Questa vicenda, che a prima vista sembrerebbe normale routine, ha però alimentato un dibattito che si è concluso con la sentenza di ieri, che probabilmente avrà delle conseguenze immediate nelle pratiche di indagini sugli arrestati (rallentandole, è inevitabile), ma quello che conta è che stabilisce un principio molto utile nella sfera decisamente più grande del Datagate, cioè che la ragione per cui non è consentito rovistare nel cellulare di una persona sospettata o anche indiziata o in flagrante di un reato è che il suo cellulare non può essere confuso con i comuni oggetti indossati da una persona e sequestrati.
RILEY, DAVID L. v. CALIFORNIA. Decided 06/25/2014 http://t.co/hSstjFFhBm
— US Supreme Court (@USSupremeCourt) June 25, 2014
Leggere l’opinione della corte è come entrare in una bolla di eccezionale intelligenza e chiarezza su uno dei temi più controversi dell’era delle tecnologie informatiche, la qualità intrinseca del Quarto emendamento rispetto ai problemi contemporanei della sicurezza e della sorveglianza.
I moderni telefoni cellulari moderni non sono solo un’altra convenienza tecnologica. Con tutto quello che contengono e tutto quello che possono rivelare, rappresentano per molti americani tutto il privato della loro vita. Il fatto che la tecnologia ora permetta a un individuo di portare tali informazioni in mano non rende queste informazioni meno degne di tutela. La nostra risposta alla domanda su quel che la polizia deve fare prima di ispezionare un telefono cellulare sequestrato è quindi semplice: ottenere un mandato.
Get a warrant: è così semplice
Lo slogan che Edward Snowden, Julian Assange, i giornalisti, i movimenti e le ong che in questi mesi hanno denunciato la sorveglianza globale, viene fornita da questa sentenza specifica su un caso di arresto: get a warrant. Nessuno può negare l’utilità di una ricerca all’interno di un dispositivo, dentro una conversazione intercettata, ma ci vuole un mandato. Deve esserci un ragionevole sospetto e un pericolo concreto. Ma la sentenza va oltre, citando le altre tecnologie che la polizia locale e federale ha imparato a sfruttare, come le intercettazioni a strascico e persino la cancellazione dei dati da remoto in una determinata area, la “Stingray”, capace di spazzare via il backup dei cellulari. Tutte pratiche che dovranno essere firmate da un giudice. Ci vogliono poche ore, due giorni al massimo per un giudice federale.

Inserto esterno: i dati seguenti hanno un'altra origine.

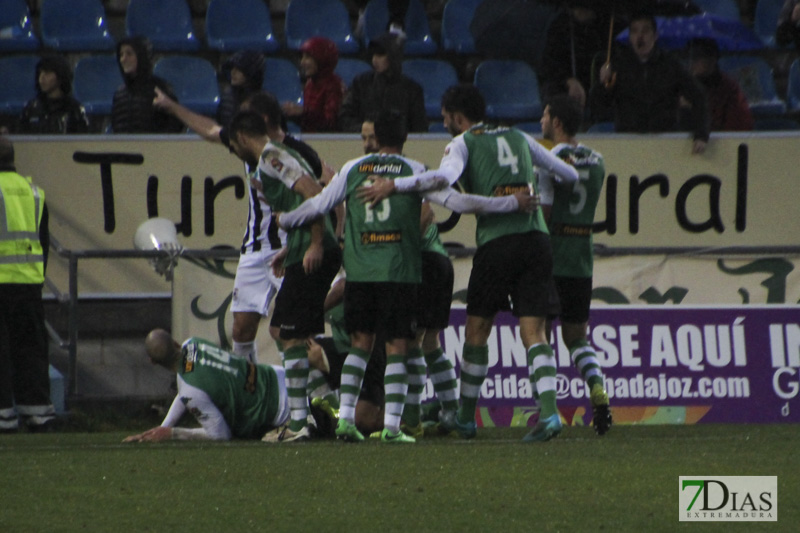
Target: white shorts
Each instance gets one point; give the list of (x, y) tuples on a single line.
[(255, 285)]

La soddisfazione della EFF
Il giudice John Roberts ha in poche pagine evidenziato la sproporzione tra le indagini fisiche e quelle virtuali, paragonandole a una corsa di cavalli rispetto a un viaggio sulla Luna («entrambi portano da un punto A a un punto B, ma poco altro giustifica metterli assieme»), cogliendo il punto centrale del problema della sorveglianza informatica:
La maggior parte delle persone non può portarsi dietro ogni lettera che ha ricevuto negli ultimi mesi, ogni foto scattata, oppure ogni libro o articolo letto; non avrebbero alcun motivo per farlo. E se lo facessero, dovrebbero trascinare dietro con sé un baule tale che si dovrebbe richiedere un mandato di perquisizione.
Hanni Fakhoury, avvocato della Electronic Frontier Foundation, ha confermato che la decisione della corte potrebbe influenzare diversi casi giudiziari pendenti, avrebbe un costo, ma è anche applicabile in altre sedi dove invece ci sarebbe un guadagno per i diritti delle persone:
Si innesca un modo diverso di guardare il Quarto Emendamento. Questa sentenza va a giocare un ruolo molto importante nel dibattito e nelle sfide legali contro la NSA e il monitoraggio dei cellulari. (…) Ottenere una tonnellata di informazioni su una persona è diverso dall’ottenerne solo qualcuna. L’aggregazione conta, penso che sarà valida per i casi legati alla NSA o qualsiasi altro scenario.